Seidel: Auf jeden Fall. Das vor dem Kapitol war eine Menschenmenge, die zum
allergrößten Teil aus Weißen bestand. Das war eine QAnon-Menge.
Diese Ideologien sind eng mit dem christlichen Nationalismus verwoben und verflochten.
Wenn man von christlichem Nationalismus spricht, spricht man von weißem
christlichen Nationalismus. Über die Überschneidung von Religion und
QAnon habe ich das Folgende geschrieben: "Der religiöse Geist ist
darauf vorbereitet, Lügen zu akzeptieren.

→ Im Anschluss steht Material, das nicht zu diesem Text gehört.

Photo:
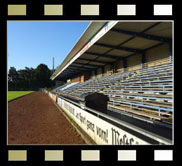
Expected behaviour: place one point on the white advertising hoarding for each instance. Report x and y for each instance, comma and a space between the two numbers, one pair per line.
101, 131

Mit einer außergewöhnlichen
Behauptung konfrontiert, verlangt er keine außergewöhnlichen Beweise,
sondern setzt stattdessen den Glauben ein, um die Skepsis zu überwinden.
Ihre Religion hat die Evangelikalen gelehrt, eher zu akzeptieren, als zu hinterfragen.
Trumps permanenter Schwall von unverhohlenen Lügen traf auf empfängliche
Gemüter. Seine Unterstützung war unter regelmäßigen Kirchgängern
größer als unter lauwarmen Gläubigen. Je größer der
Glaube, desto unwichtiger eine gesunde Skepsis. Der biblische Fetisch für
Totalitaristen mag also dazu beigetragen haben, dass Amerika seinen ersten wählte."
hpd: Würden Sie zustimmen, dass Ihr Land gegenwärtig unter einer
Pandemie des Irrationalismus leidet? Und wenn ja: Wie kann es geheilt werden?
Seidel: Das Problem mit der Pandemie-Anspielung ist, dass sie suggeriert,
es würde sich um etwas Passives handeln, das uns zustößt, und
nicht um etwas, das uns absichtlich zugefügt wird. Seit Jahrzehnten haben
christliche Nationalisten die amerikanische Bildung und die öffentlichen
Schulen angegriffen. Amerika muss in die Bildung investieren, aber das ist nur
eines von vielen Dingen, die wir ändern müssen.